My application uses another output than the standard output for logging information, which is why I wrote my own Log(), Error(), Panic() and Assert() functions. To organize things nicely, I enclose all the debugging stuff in a Debug namespace.

It would make more sense for the Assert() function to also provide a source file and line number, which is only possible using the __LINE__ and __FILE__ macros. However, it is pretty unpleasant, inefficient etc... to always have to specify these two parameters.
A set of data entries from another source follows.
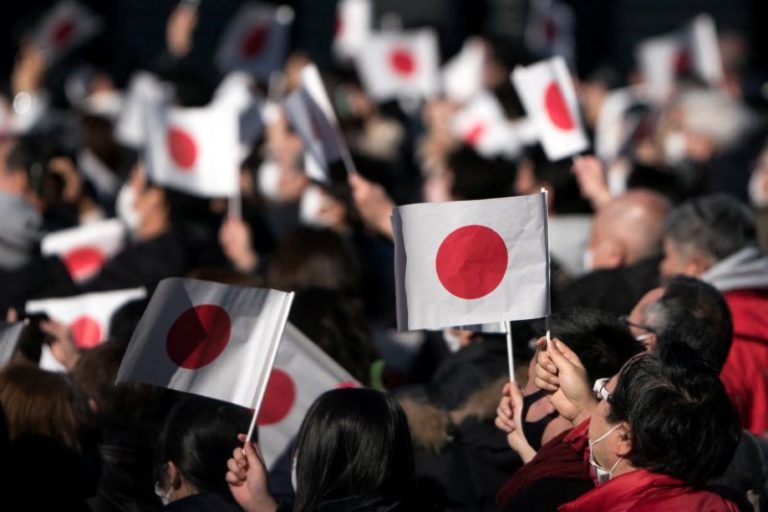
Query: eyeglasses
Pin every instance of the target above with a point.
(600, 390)
(625, 320)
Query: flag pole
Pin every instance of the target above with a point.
(510, 352)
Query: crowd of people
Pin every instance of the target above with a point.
(646, 389)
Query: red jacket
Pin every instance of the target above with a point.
(642, 491)
(745, 372)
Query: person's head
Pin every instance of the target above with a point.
(703, 231)
(353, 442)
(38, 402)
(194, 445)
(687, 310)
(667, 413)
(627, 229)
(603, 345)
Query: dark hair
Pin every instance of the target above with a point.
(715, 226)
(353, 442)
(475, 177)
(681, 421)
(602, 342)
(198, 437)
(695, 313)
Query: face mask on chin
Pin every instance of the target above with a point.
(602, 475)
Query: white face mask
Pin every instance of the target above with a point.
(602, 474)
(757, 189)
(164, 495)
(126, 209)
(269, 179)
(674, 147)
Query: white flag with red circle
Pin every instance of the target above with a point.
(400, 64)
(65, 27)
(256, 40)
(693, 50)
(85, 249)
(195, 150)
(471, 262)
(87, 316)
(462, 76)
(549, 98)
(482, 125)
(302, 372)
(10, 332)
(352, 28)
(145, 90)
(209, 339)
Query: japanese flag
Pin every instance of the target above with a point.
(463, 75)
(693, 50)
(64, 28)
(85, 249)
(353, 26)
(547, 93)
(9, 339)
(471, 262)
(209, 339)
(302, 372)
(482, 125)
(88, 316)
(256, 40)
(550, 29)
(400, 64)
(310, 113)
(145, 90)
(195, 150)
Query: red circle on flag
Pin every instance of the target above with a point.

So this is how my code would look like:

namespace Debug {
   void Assert (int condition, std::string message, std::string file, int line);
}

My question is, is it possible to place a macro which includes those two parameters inside the Debug namespace? Like this:

namespace Debug {
   void Assert_ (int condition, std::string message, std::string file, int line);
   #define Assert(a,b) Assert_(a, b, __FILE__, __LINE__)
}

// .... Somewhere where I call the function ....
Debug::Assert (some_condition, "Some_condition should be true");

// Output: Assertion failed on line 10 in file test.cpp:
//           Some_condition should be true

Is this valid c++? If not, is there any way of making this work?

Answer 1

Is it possible to place a macro in a namespace in c++?

No.

#define is a preprocessor directive. The macros are being replaced before anything else apart from removing comments (which means, before compilation). So at the time macros are replaced, the compiler knows nothing about your namespaces.
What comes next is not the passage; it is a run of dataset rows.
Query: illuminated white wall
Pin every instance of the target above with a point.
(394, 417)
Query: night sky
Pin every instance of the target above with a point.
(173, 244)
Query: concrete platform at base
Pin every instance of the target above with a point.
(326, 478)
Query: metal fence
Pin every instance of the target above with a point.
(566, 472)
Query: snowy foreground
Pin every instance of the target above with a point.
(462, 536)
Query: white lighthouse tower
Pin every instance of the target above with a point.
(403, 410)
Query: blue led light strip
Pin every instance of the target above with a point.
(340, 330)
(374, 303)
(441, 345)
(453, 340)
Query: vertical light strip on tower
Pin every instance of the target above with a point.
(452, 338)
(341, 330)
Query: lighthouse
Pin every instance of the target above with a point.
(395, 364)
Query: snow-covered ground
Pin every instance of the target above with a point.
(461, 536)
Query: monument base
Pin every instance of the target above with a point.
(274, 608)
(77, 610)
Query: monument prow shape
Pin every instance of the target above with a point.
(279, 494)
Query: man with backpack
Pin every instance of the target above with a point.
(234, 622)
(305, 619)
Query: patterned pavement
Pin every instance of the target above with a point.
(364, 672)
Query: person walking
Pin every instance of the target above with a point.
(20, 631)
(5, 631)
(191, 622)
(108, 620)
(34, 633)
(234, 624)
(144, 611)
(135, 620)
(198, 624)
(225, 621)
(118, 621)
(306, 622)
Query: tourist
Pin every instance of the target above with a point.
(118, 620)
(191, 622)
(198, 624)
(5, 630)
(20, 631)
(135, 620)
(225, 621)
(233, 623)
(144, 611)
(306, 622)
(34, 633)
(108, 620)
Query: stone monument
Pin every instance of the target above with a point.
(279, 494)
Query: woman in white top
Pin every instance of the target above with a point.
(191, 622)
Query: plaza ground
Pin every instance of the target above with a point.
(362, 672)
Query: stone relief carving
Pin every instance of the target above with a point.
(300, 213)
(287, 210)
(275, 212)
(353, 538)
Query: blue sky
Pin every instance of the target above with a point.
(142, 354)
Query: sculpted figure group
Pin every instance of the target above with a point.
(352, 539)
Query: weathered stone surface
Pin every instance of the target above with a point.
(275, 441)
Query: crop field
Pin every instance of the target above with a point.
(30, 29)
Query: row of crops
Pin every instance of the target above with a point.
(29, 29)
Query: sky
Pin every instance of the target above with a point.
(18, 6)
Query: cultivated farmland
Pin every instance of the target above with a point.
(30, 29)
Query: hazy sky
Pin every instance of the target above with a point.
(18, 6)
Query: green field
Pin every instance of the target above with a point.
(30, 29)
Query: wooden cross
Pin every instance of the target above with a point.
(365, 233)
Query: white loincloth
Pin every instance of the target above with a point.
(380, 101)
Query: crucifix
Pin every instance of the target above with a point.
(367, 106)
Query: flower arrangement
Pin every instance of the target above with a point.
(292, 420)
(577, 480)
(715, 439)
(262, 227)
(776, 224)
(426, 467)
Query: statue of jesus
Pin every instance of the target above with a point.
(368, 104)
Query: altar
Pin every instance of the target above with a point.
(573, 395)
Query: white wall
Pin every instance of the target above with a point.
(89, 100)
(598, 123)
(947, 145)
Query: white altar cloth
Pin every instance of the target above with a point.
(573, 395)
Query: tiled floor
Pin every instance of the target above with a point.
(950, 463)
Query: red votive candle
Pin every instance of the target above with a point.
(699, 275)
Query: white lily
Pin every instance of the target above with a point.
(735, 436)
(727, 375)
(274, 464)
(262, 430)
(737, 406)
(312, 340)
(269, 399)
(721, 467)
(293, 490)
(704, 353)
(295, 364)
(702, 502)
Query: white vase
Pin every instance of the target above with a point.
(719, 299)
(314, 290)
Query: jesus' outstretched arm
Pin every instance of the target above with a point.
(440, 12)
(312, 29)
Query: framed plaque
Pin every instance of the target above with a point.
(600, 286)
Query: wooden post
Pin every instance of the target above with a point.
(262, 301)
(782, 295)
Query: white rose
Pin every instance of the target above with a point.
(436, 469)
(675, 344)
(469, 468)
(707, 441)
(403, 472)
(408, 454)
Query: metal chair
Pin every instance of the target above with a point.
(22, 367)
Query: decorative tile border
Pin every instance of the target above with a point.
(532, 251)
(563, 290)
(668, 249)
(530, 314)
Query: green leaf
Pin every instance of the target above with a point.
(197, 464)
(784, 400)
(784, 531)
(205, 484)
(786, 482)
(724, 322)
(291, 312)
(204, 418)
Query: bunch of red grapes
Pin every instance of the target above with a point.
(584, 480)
As other people state, in your case it will be fine. However, This is how you can get problems:

namespace A
{
 void Assert_ (int condition, std::string message, std::string file, int line)
 {
     std::cout << "A";
 }
   #define Assert(a,b) Assert_(a, b, __FILE__, __LINE__)

}
namespace B
{
 void Assert_ (int condition)
 {
     std::cout << "B";
 }
   #define Assert(a,b) Assert_(a)

}

int main(int argc, char *argv[])
{
    A::Assert(0,"asdasd");
    B::Assert(0,"asdasd");
}

So while it looks like the defines are "in the namespaces", they are not, and the last #define will be always be used, which in this case will lead to a compile-time error, because the code in main will be replaced by:

A::Assert(0);
B::Assert(0);

instead of

A::Assert(0,"asdasd", _FILE_, _LINE_);
B::Assert(0);

Answer 2

No, the preprocessor doesn't care about namespaces at all. In fact, the preprocessor runs, at least conceptually, before the compiler sees anything.
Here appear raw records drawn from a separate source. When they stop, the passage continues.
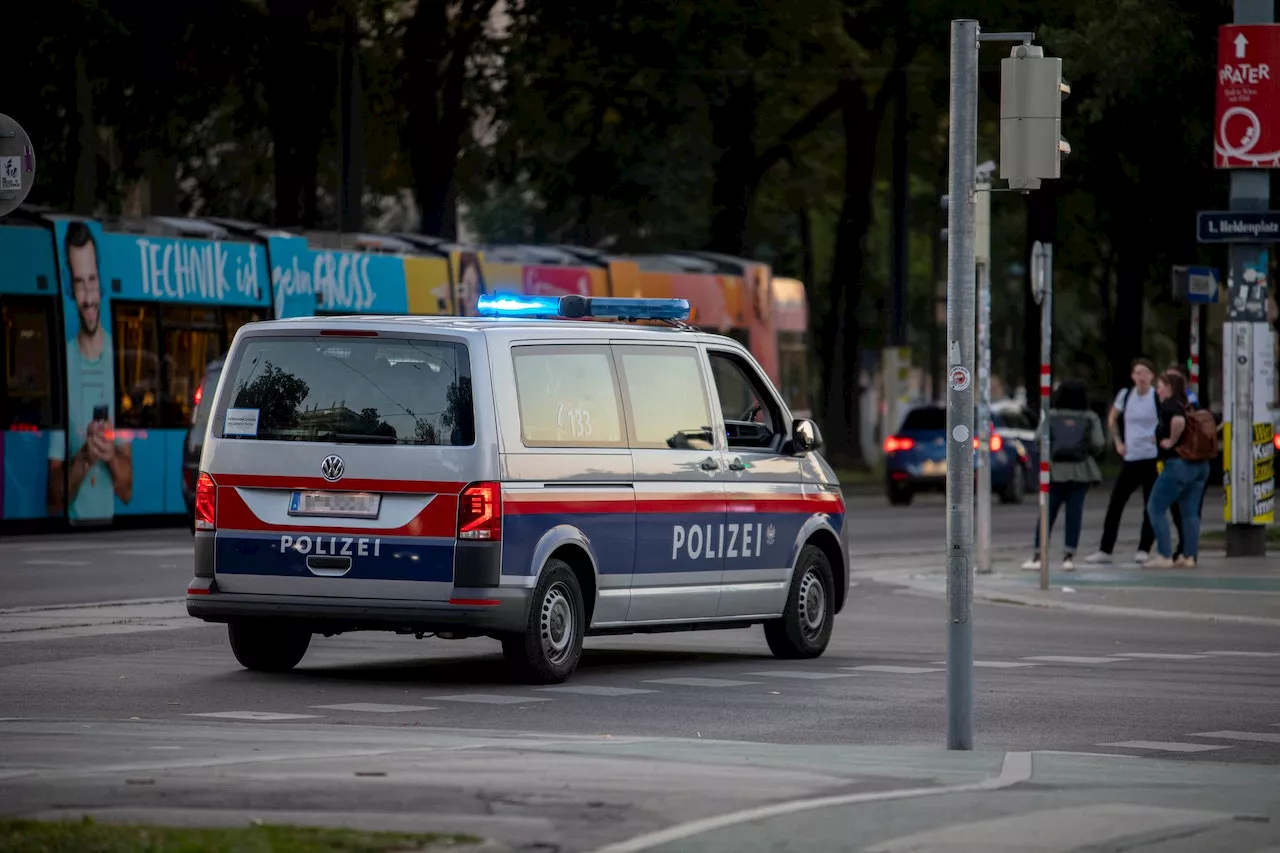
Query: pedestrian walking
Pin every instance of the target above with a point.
(1075, 439)
(1132, 424)
(1188, 439)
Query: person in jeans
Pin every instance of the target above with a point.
(1075, 439)
(1180, 482)
(1136, 442)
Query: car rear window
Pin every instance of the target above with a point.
(351, 389)
(923, 419)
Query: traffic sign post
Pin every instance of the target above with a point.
(1247, 141)
(1029, 151)
(17, 165)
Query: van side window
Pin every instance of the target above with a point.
(666, 397)
(567, 396)
(752, 419)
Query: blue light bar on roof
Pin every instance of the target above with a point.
(580, 306)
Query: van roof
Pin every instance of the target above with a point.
(503, 327)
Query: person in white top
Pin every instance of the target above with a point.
(1132, 424)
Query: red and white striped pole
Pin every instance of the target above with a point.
(1042, 282)
(1194, 382)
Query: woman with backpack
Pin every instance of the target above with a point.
(1187, 439)
(1075, 439)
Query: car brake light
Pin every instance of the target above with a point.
(206, 506)
(895, 443)
(480, 512)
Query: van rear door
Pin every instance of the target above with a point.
(338, 460)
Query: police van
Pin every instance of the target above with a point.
(553, 469)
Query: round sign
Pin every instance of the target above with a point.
(17, 165)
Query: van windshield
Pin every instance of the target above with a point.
(351, 389)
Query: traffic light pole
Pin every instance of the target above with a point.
(961, 256)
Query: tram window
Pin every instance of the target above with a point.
(137, 365)
(192, 338)
(794, 369)
(27, 333)
(234, 318)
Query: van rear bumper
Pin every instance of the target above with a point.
(332, 615)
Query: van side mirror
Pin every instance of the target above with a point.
(805, 436)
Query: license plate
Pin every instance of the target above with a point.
(343, 505)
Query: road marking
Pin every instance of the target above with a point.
(257, 716)
(1016, 769)
(801, 674)
(1260, 737)
(997, 665)
(592, 689)
(488, 698)
(1161, 656)
(1069, 658)
(1164, 746)
(152, 552)
(714, 683)
(1057, 830)
(373, 707)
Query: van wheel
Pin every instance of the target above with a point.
(805, 626)
(552, 643)
(268, 647)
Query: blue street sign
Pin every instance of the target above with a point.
(1238, 226)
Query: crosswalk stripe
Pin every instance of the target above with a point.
(1072, 658)
(1164, 746)
(1260, 737)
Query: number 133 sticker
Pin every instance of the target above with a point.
(572, 422)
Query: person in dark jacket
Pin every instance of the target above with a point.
(1075, 439)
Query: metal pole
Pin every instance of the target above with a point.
(984, 428)
(1246, 318)
(963, 150)
(1046, 261)
(1194, 354)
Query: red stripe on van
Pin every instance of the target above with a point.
(438, 519)
(347, 484)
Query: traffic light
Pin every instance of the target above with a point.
(1031, 117)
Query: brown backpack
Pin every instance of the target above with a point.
(1200, 438)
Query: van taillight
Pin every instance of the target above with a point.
(480, 511)
(206, 507)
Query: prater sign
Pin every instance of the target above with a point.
(1247, 117)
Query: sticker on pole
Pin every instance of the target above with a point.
(17, 165)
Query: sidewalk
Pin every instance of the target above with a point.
(1242, 589)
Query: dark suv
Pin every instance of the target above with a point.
(196, 437)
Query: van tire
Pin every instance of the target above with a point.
(268, 647)
(805, 626)
(557, 611)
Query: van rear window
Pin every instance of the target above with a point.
(351, 389)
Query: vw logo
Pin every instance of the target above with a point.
(332, 468)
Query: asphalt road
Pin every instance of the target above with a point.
(1159, 729)
(78, 568)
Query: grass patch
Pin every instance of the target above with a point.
(90, 836)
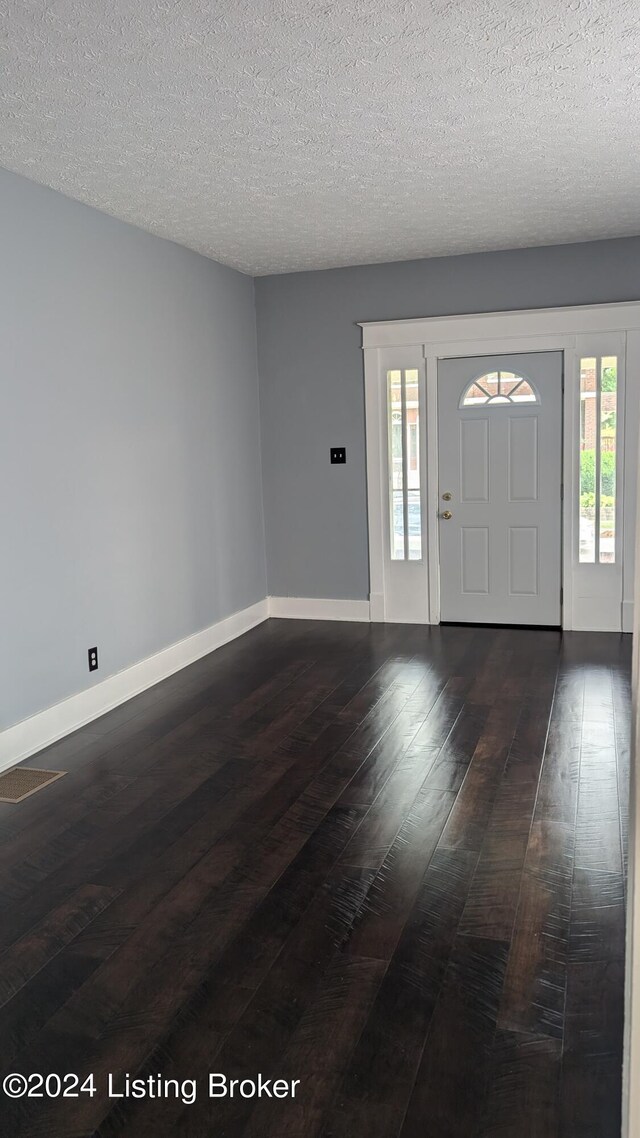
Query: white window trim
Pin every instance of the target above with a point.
(423, 343)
For myself, I just do a standard ASSERT macro, and expect that no "sane namespace" has something called ASSERT. Problem solved. Should I require a library that has an ASSERT of its own then I can still decide how to deal with this; however, the only library that I'm currently using with its own "assert" calls it BOOST_ASSERT or something like that...

Answer 3

namespace Debug
{
    void Assert_(int condition, std::string message, std::string file, int line);
    #define Assert(a,b) Assert_(a, b, __FILE__, __LINE__)
}

// .... Somewhere where I call the function ....
Debug::Assert (some_condition, "Some_condition should be true"); 

This specific usage would do exactly what you want, but the Assert macro is in no way part of the Debug namespace... it's exactly as if you'd done:

namespace Debug
{
    void Assert_(int condition, std::string message, std::string file, int line);
}

#define Assert(a,b) Assert_(a, b, __FILE__, __LINE__)

// .... Somewhere where I call the function ....
Debug::Assert (some_condition, "Some_condition should be true"); 

Here, the substitution works not because Assert was in the Debug namespace (it's not in your code or this code, and the preprocessor has no clue what namespaces are about) - it works because Assert is recognised as an identifier for a macro, the substitution of Assert_ is made, then later the compiler proper happens to find there's a Debug::Assert_ So, say you have somewhere later in your translation unit you have some completely unrelated code:

my_object.Assert(my_functor);

The macro substituion will still kick in to produce a compile-time error saying you have the wrong number of arguments to a macro. Say the unrelated code was instead:

my_object.Assert(my_functor, "some text");

Then that would be replaced with:

my_object.Assert_(my_functor, "some text", __FILE__, __LINE__);

(Separately, it's standard practice not to use lower case letters in preprocessor macro names).

Answer 4

You can try __PRETTY_FUNCTION __ macro to print all the namespaces including function arguments.

Answer 5

Yes, and your macro would expand to exactly what you expect.

Debug::Assert (some_condition, "Some_condition should be true");

would be replaced by

Debug::Assert_(some_condition, "Some_condition should be true", __FILE__, __LINE__)